しかし、神谷が駄目ならもう俺には頼れる相手なんていなかった。一時的な回避策も使用出来ないとなると、家に帰るという既定路線からは絶対に外れられない。
こうなってしまうと残された手は無いので、おとなしく家にへと帰るかしかない。それかいっその事、酒をもっと浴びる程に飲んで、意識を手放してしまおうか。
「はぁ……本当に、面倒くさい……このままここで、眠ってしまいたい……五体満足な上で明日を無事に迎えたい……」
「いや、それは店の迷惑になるから止めとけって。というか、五体満足とか大袈裟……でも無いのか、あの彼女さんだと……」
自分の考えが甘い認識だった事に気づき、それを訂正しつつ、神谷は苦笑しながらそう言った。
そして俺はこの後の予定を真剣に考えていた……その時である。居酒屋の入り口である引き戸の開くガラガラという音が、俺達の席にまで響いてきた。
この居酒屋は造りが古く、店内は喧騒で賑やかい状況ではあるものの、その音は入り口から離れた俺達の席にまで届いた。
新規の客でも入ってきたのだろうか、その後を追う様にして、店員による威勢のいい掛け声がその客を出迎えていた。
俺はつい反射的に、何となくではあるが、その入ってきた客にへと目を向けてしまう。
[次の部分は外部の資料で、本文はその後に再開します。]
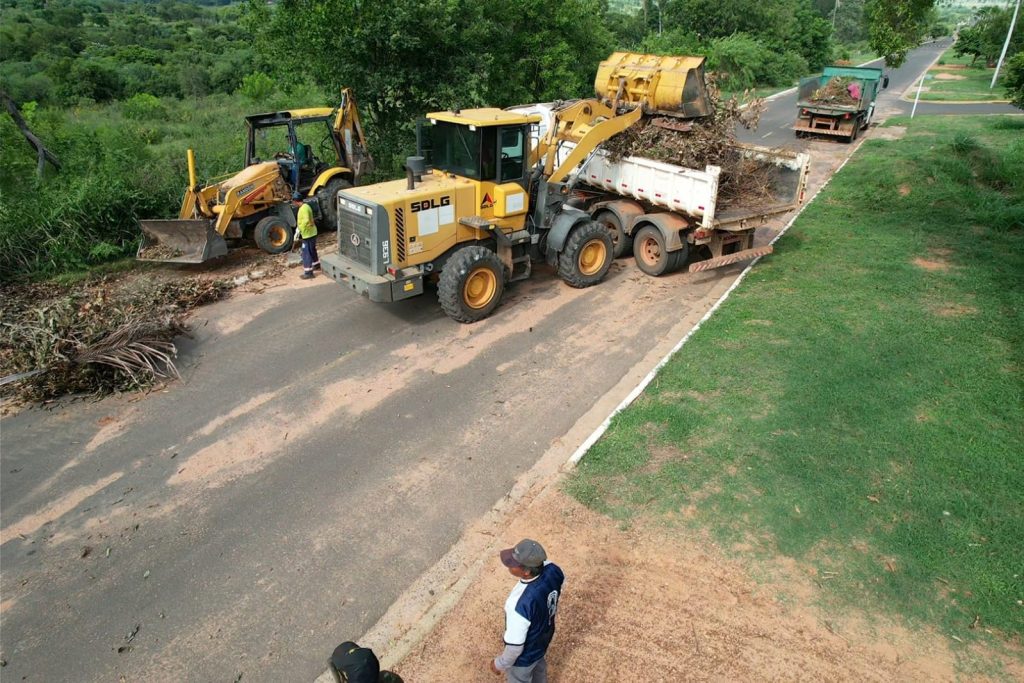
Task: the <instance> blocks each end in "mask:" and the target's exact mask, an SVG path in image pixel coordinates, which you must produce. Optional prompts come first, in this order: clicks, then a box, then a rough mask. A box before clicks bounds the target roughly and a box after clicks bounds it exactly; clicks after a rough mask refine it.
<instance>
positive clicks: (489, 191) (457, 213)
mask: <svg viewBox="0 0 1024 683" xmlns="http://www.w3.org/2000/svg"><path fill="white" fill-rule="evenodd" d="M595 92H596V95H597V98H592V99H582V100H575V101H570V102H567V103H565V104H564V105H563V106H561V108H560V109H558V110H557V111H556V112H555V113H554V117H553V120H552V121H551V122H550V125H548V127H547V130H546V131H545V133H544V135H543V138H542V135H541V131H540V129H539V125H540V124H541V123H542V117H541V116H540V115H538V114H531V113H523V112H517V111H506V110H498V109H474V110H462V111H459V110H455V111H451V112H435V113H433V114H429V115H427V120H426V121H424V122H421V124H420V127H419V129H418V139H417V142H418V145H417V146H418V156H416V157H410V158H409V160H408V162H407V178H406V179H404V180H393V181H390V182H383V183H379V184H376V185H368V186H362V187H353V188H348V189H345V190H342V191H341V193H340V195H339V200H338V202H339V203H338V244H339V250H338V252H337V253H333V254H326V255H323V256H322V257H321V263H322V264H323V267H324V271H325V272H327V273H329V274H330V275H331V276H333V278H334V279H335V280H336V281H337V282H339V283H341V284H344V285H347V286H348V287H351V288H352V289H354V290H355V291H357V292H360V293H362V294H365V295H367V296H368V297H369V298H370V299H371V300H372V301H380V302H387V301H398V300H401V299H407V298H410V297H413V296H417V295H419V294H422V293H423V291H424V282H425V281H428V280H429V281H433V282H435V283H436V285H437V296H438V300H439V302H440V304H441V307H442V308H443V310H444V312H445V313H446V314H447V315H449V316H451V317H452V318H454V319H456V321H459V322H461V323H473V322H475V321H479V319H481V318H483V317H486V316H487V315H488V314H489V313H490V312H492V311H493V310H494V309H495V308H496V307H497V306H498V304H499V302H500V300H501V296H502V293H503V291H504V288H505V285H506V284H507V283H511V282H515V281H517V280H522V279H525V278H527V276H529V274H530V270H531V264H532V262H534V261H535V260H543V261H546V262H548V263H550V264H552V265H554V266H555V267H556V268H557V272H558V275H559V276H560V278H561V279H562V280H563V281H564V282H565V283H566V284H568V285H569V286H571V287H577V288H583V287H590V286H592V285H596V284H597V283H599V282H600V281H601V280H602V279H603V278H604V275H605V274H606V273H607V271H608V268H609V267H610V265H611V260H612V258H613V244H612V239H611V237H610V234H609V232H608V229H607V228H606V227H605V226H604V225H603V224H601V223H599V222H596V221H594V220H593V219H592V218H591V217H590V215H589V214H588V213H586V212H584V211H582V210H580V209H578V208H574V207H572V206H569V205H568V204H567V201H568V198H569V193H570V190H571V187H572V184H573V182H574V179H571V178H570V176H571V174H572V172H573V171H574V170H575V169H577V168H579V167H580V165H581V164H583V163H584V162H585V161H586V160H587V158H588V157H589V156H590V155H591V154H593V153H594V152H595V151H596V150H597V148H598V146H599V145H600V144H601V143H602V142H604V141H605V140H607V139H608V138H610V137H611V136H612V135H615V134H616V133H620V132H622V131H624V130H626V129H627V128H629V127H630V126H632V125H634V124H636V123H637V122H638V121H639V120H640V119H641V118H642V117H644V116H651V115H655V114H656V115H659V116H663V117H664V116H668V117H675V118H687V117H692V116H703V115H705V114H707V113H709V112H710V109H711V108H710V103H709V101H708V98H707V92H706V89H705V85H703V59H702V58H699V57H654V56H650V55H635V54H631V53H615V54H612V55H611V57H609V59H608V60H607V61H605V62H602V65H601V69H600V70H599V71H598V77H597V80H596V81H595ZM565 142H570V143H571V144H570V145H563V143H565Z"/></svg>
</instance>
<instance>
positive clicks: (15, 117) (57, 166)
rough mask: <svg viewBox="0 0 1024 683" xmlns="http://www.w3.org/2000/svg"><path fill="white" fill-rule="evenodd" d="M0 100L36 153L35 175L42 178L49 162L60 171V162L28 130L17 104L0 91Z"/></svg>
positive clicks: (6, 92)
mask: <svg viewBox="0 0 1024 683" xmlns="http://www.w3.org/2000/svg"><path fill="white" fill-rule="evenodd" d="M0 99H2V100H3V105H4V109H6V110H7V114H9V115H10V118H11V119H13V120H14V125H16V126H17V128H18V130H20V131H22V134H23V135H25V139H26V140H28V142H29V144H31V145H32V146H33V148H34V150H35V151H36V156H37V157H38V159H39V165H38V166H37V167H36V175H38V176H39V177H40V178H42V177H43V169H44V168H45V167H46V162H50V164H52V165H53V168H55V169H56V170H58V171H59V170H60V160H58V159H57V158H56V155H54V154H53V153H52V152H50V151H49V150H47V148H46V145H44V144H43V142H42V140H40V139H39V138H38V137H36V135H35V133H33V132H32V130H30V129H29V124H28V123H26V122H25V118H24V117H23V116H22V112H20V111H19V110H18V109H17V104H15V103H14V100H13V99H11V98H10V95H8V94H7V92H6V91H5V90H0Z"/></svg>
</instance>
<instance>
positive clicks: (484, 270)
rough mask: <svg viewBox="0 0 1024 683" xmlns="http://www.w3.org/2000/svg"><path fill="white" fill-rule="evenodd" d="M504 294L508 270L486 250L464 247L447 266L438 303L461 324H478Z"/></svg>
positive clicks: (446, 312)
mask: <svg viewBox="0 0 1024 683" xmlns="http://www.w3.org/2000/svg"><path fill="white" fill-rule="evenodd" d="M504 291H505V266H504V265H502V261H501V259H500V258H498V254H496V253H495V252H493V251H490V250H489V249H487V248H485V247H477V246H475V245H473V246H469V247H463V248H462V249H460V250H459V251H458V252H456V253H455V255H454V256H453V257H452V258H451V259H449V262H447V263H445V264H444V269H443V270H441V275H440V280H439V281H438V283H437V300H438V301H439V302H440V304H441V308H442V309H443V310H444V313H445V314H446V315H447V316H449V317H451V318H452V319H453V321H457V322H459V323H476V322H477V321H482V319H483V318H484V317H486V316H487V315H489V314H490V313H492V312H493V311H494V310H495V308H497V307H498V304H499V303H500V302H501V300H502V293H503V292H504Z"/></svg>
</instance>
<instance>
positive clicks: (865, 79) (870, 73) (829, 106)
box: [793, 67, 889, 142]
mask: <svg viewBox="0 0 1024 683" xmlns="http://www.w3.org/2000/svg"><path fill="white" fill-rule="evenodd" d="M888 86H889V77H888V76H883V75H882V70H881V69H873V68H868V67H825V69H824V71H823V72H822V73H821V75H820V76H811V77H809V78H805V79H801V81H800V89H799V95H798V98H797V123H796V125H794V127H793V129H794V130H795V131H797V137H803V136H805V135H808V134H820V135H833V136H836V137H841V138H844V139H846V140H847V141H848V142H853V141H854V140H855V139H857V134H858V133H859V132H860V131H861V130H864V129H866V128H867V126H869V125H870V123H871V115H872V114H874V98H876V97H877V96H878V94H879V90H882V89H885V88H886V87H888Z"/></svg>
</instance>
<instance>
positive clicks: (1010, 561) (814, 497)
mask: <svg viewBox="0 0 1024 683" xmlns="http://www.w3.org/2000/svg"><path fill="white" fill-rule="evenodd" d="M891 123H892V124H902V125H907V124H908V121H907V120H906V119H902V120H899V119H897V120H894V121H892V122H891ZM1022 301H1024V118H1018V117H979V118H947V117H936V118H926V119H915V120H914V121H913V122H912V125H910V127H909V129H908V132H907V133H906V135H905V137H904V138H903V139H900V140H895V141H893V140H872V139H868V140H867V141H866V142H865V143H864V145H863V146H862V147H861V148H860V150H859V151H858V152H857V154H856V156H855V157H854V158H853V159H852V160H851V162H850V163H849V164H848V165H847V167H846V168H845V169H844V170H843V171H842V172H841V173H840V174H838V175H837V176H836V177H835V178H834V180H833V182H831V183H830V184H829V186H828V187H827V188H826V190H825V191H823V193H822V194H821V195H820V196H819V197H818V198H817V199H816V200H815V201H814V203H813V204H812V205H811V206H809V207H808V208H807V210H806V211H805V212H804V213H803V215H802V216H801V217H800V218H799V219H798V220H797V221H796V223H795V224H794V225H793V227H792V228H791V229H790V231H788V232H787V233H786V234H785V236H784V237H783V239H782V240H780V241H779V243H778V244H777V246H776V251H775V253H774V254H773V255H772V256H770V257H768V258H766V259H765V260H763V261H762V262H761V263H759V264H758V265H757V266H756V267H755V268H754V269H753V270H752V272H751V273H750V274H749V276H748V278H746V280H745V281H744V282H743V283H742V284H741V286H740V287H739V288H737V289H736V291H735V292H734V293H733V295H732V297H731V298H730V299H729V300H728V301H726V302H725V303H724V304H723V305H722V307H721V308H720V309H719V310H718V311H717V312H716V313H715V315H713V316H712V317H711V318H710V319H709V321H708V322H707V323H706V325H705V326H703V327H702V328H701V329H700V330H699V331H698V332H697V333H696V334H695V335H694V336H693V337H692V338H691V339H690V340H689V342H688V343H687V344H686V345H685V346H684V347H683V348H682V350H681V351H680V352H679V353H677V354H676V356H675V357H674V358H672V359H671V360H670V362H669V364H668V365H667V366H666V367H665V368H664V369H663V370H662V371H660V373H659V374H658V376H657V377H656V378H655V380H654V381H653V382H652V383H651V385H650V386H649V387H648V388H647V389H646V391H645V392H644V393H643V394H642V395H641V396H640V398H638V399H637V401H636V402H635V403H634V404H633V405H631V407H630V408H628V409H627V410H626V411H624V412H623V413H622V414H620V415H618V416H616V417H615V419H614V420H613V421H612V425H611V427H610V429H609V430H608V432H607V433H606V434H605V435H604V436H603V437H602V438H601V439H600V440H599V441H598V442H597V443H596V444H595V445H594V447H593V449H592V450H591V451H590V453H589V454H588V455H587V457H586V458H585V459H584V460H583V462H582V463H581V465H580V467H579V469H578V470H577V472H575V473H574V474H573V475H572V477H571V478H570V479H569V481H568V483H567V484H566V485H567V489H568V492H569V493H570V494H571V495H572V496H574V497H575V498H578V499H579V500H580V501H582V502H583V503H585V504H587V505H589V506H591V507H594V508H596V509H598V510H600V511H603V512H604V513H606V514H608V515H610V516H612V517H613V518H616V519H621V520H623V522H624V523H629V524H668V525H669V527H670V528H676V529H679V532H689V531H687V530H686V529H687V528H688V527H692V528H695V529H699V530H701V531H705V532H710V533H712V535H713V537H715V538H716V539H717V540H718V541H719V542H721V543H722V544H724V546H725V547H726V548H732V549H733V552H735V553H738V554H741V555H743V556H745V557H749V558H750V559H751V560H752V561H756V560H757V558H758V557H761V556H775V555H778V554H781V555H783V556H788V557H793V558H796V559H797V560H798V561H799V562H801V563H802V565H804V566H806V567H808V569H809V570H811V569H816V570H817V571H818V572H819V575H827V577H828V578H830V580H829V581H822V582H821V586H822V595H823V599H824V600H825V601H826V602H828V603H829V604H831V605H833V606H836V607H838V608H842V607H843V606H849V605H857V606H862V607H864V608H867V609H868V610H871V611H880V612H882V613H890V614H891V613H894V612H895V613H899V614H902V615H903V616H905V617H906V618H907V620H908V621H909V623H911V624H918V625H923V626H925V625H932V626H936V627H937V628H939V629H941V630H943V631H944V632H945V633H948V634H950V635H955V636H956V637H957V638H961V639H963V640H964V641H969V640H970V639H971V638H973V637H977V636H978V635H981V634H983V632H984V631H985V630H986V629H990V630H992V632H993V633H996V634H1001V635H1008V634H1022V633H1024V607H1022V606H1021V603H1020V602H1019V601H1020V600H1022V599H1024V543H1022V541H1024V532H1022V528H1024V522H1022V520H1024V305H1022ZM752 548H753V550H751V549H752ZM824 572H834V573H827V574H825V573H824ZM976 616H977V617H979V624H980V625H981V626H984V627H985V628H984V629H973V630H972V629H971V625H972V624H973V623H974V622H975V617H976Z"/></svg>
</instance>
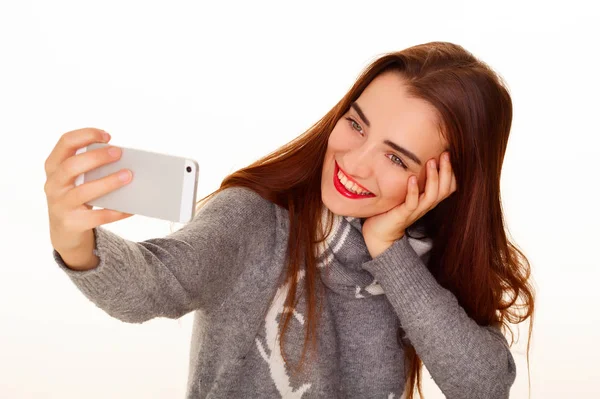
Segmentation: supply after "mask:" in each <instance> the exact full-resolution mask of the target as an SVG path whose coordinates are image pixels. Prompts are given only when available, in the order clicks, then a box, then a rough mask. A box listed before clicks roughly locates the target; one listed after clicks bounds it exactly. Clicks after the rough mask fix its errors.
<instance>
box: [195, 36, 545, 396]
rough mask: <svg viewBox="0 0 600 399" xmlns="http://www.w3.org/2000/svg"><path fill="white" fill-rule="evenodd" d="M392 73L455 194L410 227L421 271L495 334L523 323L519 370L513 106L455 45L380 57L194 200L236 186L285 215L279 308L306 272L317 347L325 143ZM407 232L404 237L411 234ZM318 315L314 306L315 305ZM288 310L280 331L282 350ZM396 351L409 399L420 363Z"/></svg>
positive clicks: (503, 92) (527, 288)
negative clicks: (250, 191)
mask: <svg viewBox="0 0 600 399" xmlns="http://www.w3.org/2000/svg"><path fill="white" fill-rule="evenodd" d="M385 71H396V72H397V73H399V74H400V75H401V76H402V77H403V78H404V79H405V83H406V84H407V88H408V93H409V95H411V96H412V97H414V98H418V99H422V100H425V101H427V102H429V103H430V104H431V105H433V107H434V108H435V110H436V111H437V114H438V117H439V127H440V131H441V132H442V134H443V135H444V138H445V139H446V140H447V142H448V143H449V147H448V150H449V152H450V159H451V160H452V161H451V162H452V168H453V171H454V173H455V176H456V181H457V186H458V187H460V189H459V190H457V191H456V192H454V193H453V194H452V195H450V196H449V197H448V198H446V199H445V200H443V201H442V202H440V203H439V204H438V205H437V206H436V207H435V208H433V209H432V210H430V211H429V212H428V213H427V214H425V215H424V216H423V217H421V218H420V219H419V220H417V221H416V222H415V223H414V224H413V225H412V226H410V229H411V230H412V229H413V228H414V229H415V230H417V229H418V230H420V231H422V232H424V233H425V234H426V236H428V237H431V238H432V239H433V247H432V248H431V253H430V256H429V259H428V260H427V268H428V269H429V271H430V272H431V273H432V275H433V276H434V277H435V279H436V280H437V282H438V283H439V284H440V285H441V286H442V287H444V288H446V289H448V290H449V291H451V292H452V293H453V294H454V295H455V296H456V298H457V300H458V302H459V304H460V305H461V306H462V307H463V308H464V310H465V311H466V313H467V314H468V315H469V316H470V317H471V318H472V319H473V320H474V321H475V322H477V324H479V325H481V326H488V325H496V326H502V330H503V331H504V332H506V330H509V331H510V333H511V343H510V346H512V344H513V343H514V342H515V341H514V334H513V332H512V330H511V329H510V327H509V323H513V324H517V323H520V322H522V321H525V320H526V319H527V318H530V325H529V335H528V344H527V366H528V371H529V350H530V344H531V334H532V329H533V311H534V296H535V291H534V288H533V285H532V283H531V280H530V274H531V267H530V264H529V261H528V260H527V258H526V257H525V255H524V253H523V252H522V251H521V250H520V249H518V248H517V246H516V245H515V244H514V243H513V242H511V240H509V237H508V230H507V228H506V225H505V221H504V217H503V212H502V205H501V197H500V175H501V169H502V163H503V160H504V155H505V152H506V147H507V143H508V137H509V133H510V128H511V123H512V101H511V97H510V95H509V92H508V89H507V87H506V85H505V84H504V82H503V80H502V78H501V77H500V76H499V75H498V74H497V73H495V72H494V71H493V70H492V69H491V68H490V67H489V66H488V65H487V64H485V63H484V62H482V61H480V60H478V59H477V58H476V57H474V56H473V55H472V54H471V53H470V52H468V51H466V50H465V49H464V48H463V47H461V46H459V45H457V44H453V43H449V42H430V43H425V44H420V45H416V46H413V47H409V48H406V49H404V50H402V51H398V52H392V53H387V54H384V55H382V56H380V57H378V58H377V59H375V61H373V62H372V63H371V64H370V65H369V66H367V67H366V68H365V69H364V70H363V71H362V72H361V73H360V75H359V77H358V79H357V80H356V82H355V83H354V84H353V86H352V87H351V89H350V90H349V91H348V92H347V93H346V95H344V97H343V98H342V99H341V100H340V101H339V102H338V103H337V104H336V105H335V106H334V107H333V108H332V109H331V110H330V111H329V112H327V114H326V115H325V116H324V117H323V118H321V119H320V120H319V121H318V122H316V123H315V124H314V125H312V126H311V127H310V128H309V129H308V130H307V131H305V132H304V133H303V134H301V135H300V136H298V137H296V138H295V139H294V140H292V141H290V142H289V143H287V144H285V145H283V146H282V147H280V148H279V149H277V150H275V151H274V152H272V153H270V154H268V155H266V156H264V157H262V158H261V159H259V160H257V161H256V162H254V163H252V164H251V165H249V166H247V167H245V168H242V169H240V170H238V171H236V172H234V173H232V174H230V175H228V176H227V177H226V178H225V179H224V180H223V181H222V183H221V186H220V187H219V189H217V190H216V191H214V192H213V193H211V194H209V195H207V196H206V197H204V198H203V199H201V200H200V201H199V202H198V204H197V205H198V206H200V205H201V204H202V203H204V202H205V201H206V200H208V199H210V198H211V197H212V196H213V195H215V194H217V193H218V192H220V191H222V190H224V189H227V188H229V187H234V186H243V187H247V188H249V189H252V190H254V191H255V192H257V193H258V194H259V195H261V196H262V197H263V198H265V199H266V200H269V201H271V202H272V203H275V204H277V205H278V206H280V207H283V208H285V209H287V211H288V214H289V221H290V228H289V241H288V247H287V250H288V252H287V259H286V267H285V268H284V273H283V274H282V279H283V280H284V281H285V282H287V283H289V284H290V289H289V291H288V295H287V298H286V300H285V304H284V306H285V307H287V308H290V309H293V308H294V307H295V301H294V299H295V298H296V291H297V279H296V278H295V277H296V275H297V274H298V272H299V270H300V269H301V268H302V269H303V270H304V272H305V279H304V294H306V298H307V299H306V300H307V315H306V323H305V340H304V347H303V351H302V356H301V358H300V362H299V365H298V367H299V368H300V369H301V368H302V364H303V362H304V359H305V354H306V350H307V344H308V343H309V342H310V343H311V345H312V346H311V347H312V348H313V350H314V349H315V347H316V342H317V340H316V337H317V333H318V324H319V315H320V312H319V311H318V310H317V302H318V299H319V294H322V289H323V288H322V285H320V284H319V272H318V269H317V264H316V245H318V244H319V243H321V242H323V240H324V237H325V236H326V235H327V234H329V232H330V230H331V222H332V219H331V215H329V217H328V219H327V220H328V222H327V227H326V229H325V230H326V232H325V231H324V230H323V227H324V226H321V210H322V200H321V171H322V167H323V159H324V156H325V152H326V149H327V141H328V138H329V135H330V133H331V131H332V130H333V128H334V126H335V125H336V123H337V121H338V120H339V119H340V118H341V117H342V116H343V115H344V114H345V113H346V112H347V111H348V109H349V107H350V105H351V104H352V103H353V102H354V101H355V100H356V99H357V98H358V97H359V96H360V94H361V93H362V92H363V90H364V89H365V88H366V87H367V85H368V84H369V83H370V82H371V81H372V80H373V79H374V78H375V77H376V76H378V75H379V74H380V73H382V72H385ZM406 234H408V235H409V236H410V233H409V229H407V230H406ZM319 309H320V307H319ZM291 317H292V312H291V311H290V312H284V314H283V322H282V323H280V331H279V333H280V338H281V339H280V349H281V353H282V355H283V357H284V360H285V362H286V364H287V359H286V356H285V353H284V340H285V335H286V330H287V329H288V324H289V322H290V319H291ZM398 344H399V345H401V346H404V354H405V366H406V367H405V375H404V376H403V377H404V378H405V380H406V385H405V392H406V394H407V397H408V398H409V399H412V398H413V397H414V395H415V393H416V390H418V393H419V395H420V396H421V397H423V392H422V387H421V372H422V367H421V366H422V361H421V359H420V358H419V356H418V354H417V353H416V351H415V349H414V347H412V346H411V345H410V343H405V342H403V341H401V340H398Z"/></svg>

音がしたから反応してしまったぐらいの感覚であった。
知り合いとかであれば嫌だな……なんて事を思いつつ眺めていたのだが……
「……えっ?」
その入ってきた人物の顔がはっきりと分かると俺はぽかんと口を開き、唖然としてしまった。
同時に酔って朦朧としていた意識ははっきりと覚醒し、そして全身の血の気が一気に引くのを俺は感じ取った。
俺がそんな恐慌状態にへと陥っている最中、俺の目線の先、眺めていた相手が俺の事に気づき、こちらに向けて手を振ってから真っ直ぐ近寄ってくる。
その様子を見るからに、良く似た顔の人違いという線は完全に消滅する。勘違いとかでもありはしない。そもそも、俺が見間違えたりとはしない。
目の前にいる人物は紛れもなく他人ではなく、かといって知り合いの様な薄い繋がりでもなく、俺のとっては深い……いや、事情が複雑に絡んでいる相手である。
……というか、言わなくても分かるだろう。こんな人物、彼女以外に考えられるはずもない。
「えへへ♪ お待たせっ、まーくん♪」
そう、香花である。本当であれば自宅にて俺の帰りを待っているはずの彼女が何故か、そこに立っているのであった。